Howard argues that this plan is "unscientific, impracticable, and dangerous" and details that health experts such as Tedros Adhanom Ghebreyesus, Anthony Fauci, David Nabarro, Devi Sridhar, David Gorski and others criticized the plan. Howard writes that the pro-herd immunity community mocked preventive measures, held a "blasé attitude toward sick children", argued that children were unlikely to die or having lasting effects from COVID, and that therefore it was their duty to become infected. The group asserted that the fear of COVID was worse than the virus itself and that there was too much emphasis on COVID numbers, which they argued were exaggerated. Howard gives harsh criticism towards the signers, stating that they gave no thought to the logistics of how 40% of the population was to be isolated from the public for months at a time. Multi-generational households would have to move people with health risks to hotel rooms, and it was suggested feeding them with Door Dash deliveries. Also he criticizes suggestions that medical personal were not heroic, death certificates were filled out incorrectly, and hospitals and doctors were benefiting financially by overdosing COVID. Howard quips "The idea that the best way to protect yourself from a virus is to get the virus is like using pregnancy as a form of contraception," and that herd immunity supporters "deliberately recycled and repurposed tropes from the AIDS pandemic."

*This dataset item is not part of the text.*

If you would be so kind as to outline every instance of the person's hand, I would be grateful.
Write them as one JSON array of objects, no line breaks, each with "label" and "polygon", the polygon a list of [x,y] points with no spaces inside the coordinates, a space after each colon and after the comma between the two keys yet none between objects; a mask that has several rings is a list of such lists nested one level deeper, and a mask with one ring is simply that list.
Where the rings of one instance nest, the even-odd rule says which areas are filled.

Once COVID vaccines became available, the "natural" herd immunity supporters spread misinformation and continued to downplay the pandemic. When challenged, they cried that they had been misunderstood and misquoted. Howard writes "'They falsely pacified millions of Americans about the dangers of COVID... relentlessly minimized the virus for young people, and trashed any and all measures to limit infections in this population.'" The last third of the book discusses how anti-vaccine arguments that were previously used against the MMR and HPV vaccines were repurposed by doctors to cast doubt on the COVID vaccine, especially for children.

The title of the book was taken from wording by epidemiologist Paul Alexander who served in the Health and Human Services Department during the first Trump administration. In July 2020 he stated to top HHS officials that, "Infants, kids, teens, young people, young adults, middle aged with no conditions etc. have zero to little risk". "So we use them to develop herd ... we want them infected."

==Reception==
Chief Scientific advisor for Global Autoimmune Institute Bruce Werness wrote that he read We Want Them Infected after the 2024 presidential election and wrote that he found it "disconcerting and even frightening to watch many of the individuals exposed in Dr. Howard's book being nominated for important health posts in the incoming administration."

Christopher Lane writing for Psychology Today calls We Want Them Infected detailed and "A gripping, cautionary tale about the dangers of mainstreaming fringe ideas before turning them into federal policy, We Want Them Infected is damning, indispensable, and one-of-a-kind. It is likely to become canonical."

Journalist Michael Hiltzik writing for the Los Angeles Times calls the book "painstakingly documented" and said that it "may be the most appalling and infuriating book you'll read about America's response to the pandemic. It's also essential reading."